For instance, you can validate that the row counts between two tables are equal using a materialized view:

CREATE OR REFRESH MATERIALIZED VIEW count_verification(
  CONSTRAINT no_rows_dropped EXPECT (a_count == b_count)
) AS SELECT * FROM
  (SELECT COUNT(*) AS a_count FROM LIVE.tbla),
  (SELECT COUNT(*) AS b_count FROM LIVE.tblb)

This query ensures that no rows were dropped between the two tables by comparing their row counts.

Making Expectations Portable and Reusable

Delta Live Tables allow you to define data quality rules separately from your pipeline code. You can store these rules in a Delta table or even in a Python module to make them reusable across multiple pipelines.

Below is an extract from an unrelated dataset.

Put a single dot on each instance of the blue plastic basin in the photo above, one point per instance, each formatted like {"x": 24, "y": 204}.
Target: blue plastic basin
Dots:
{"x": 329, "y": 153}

Here’s an example of how to store rules in a Delta table:

CREATE OR REPLACE TABLE rules AS 
SELECT "valid_count" AS name, "count > 0" AS constraint, "validation" AS tag

You can then load these rules into your pipeline and apply them to datasets:

def get_rules(tag):
  df = spark.read.table("rules")
  return {row["name"]: row["constraint"] for row in df.filter(col("tag") == tag).collect()}

@dlt.expect_all_or_drop(get_rules("validation"))

This makes it easy to manage data quality rules in one place and apply them to multiple pipelines, ensuring consistency and ease of maintenance.

Conclusion

Delta Live Tables is a powerful tool for managing data quality in Databricks. By using expectations, you can ensure that your data meets your quality standards, whether you're catching minor issues or enforcing strict rules that halt your pipeline on invalid data. With the ability to define and reuse expectations, quarantine invalid data, and perform advanced validation, Delta Live Tables give you control over the quality of your data in a way that scales with your pipeline.

Managing data quality doesn’t have to be complicated. With Delta Live Tables, it’s possible to automate data validation and maintain high-quality data pipelines with minimal manual intervention, ensuring that your organization can trust its data every step of the way.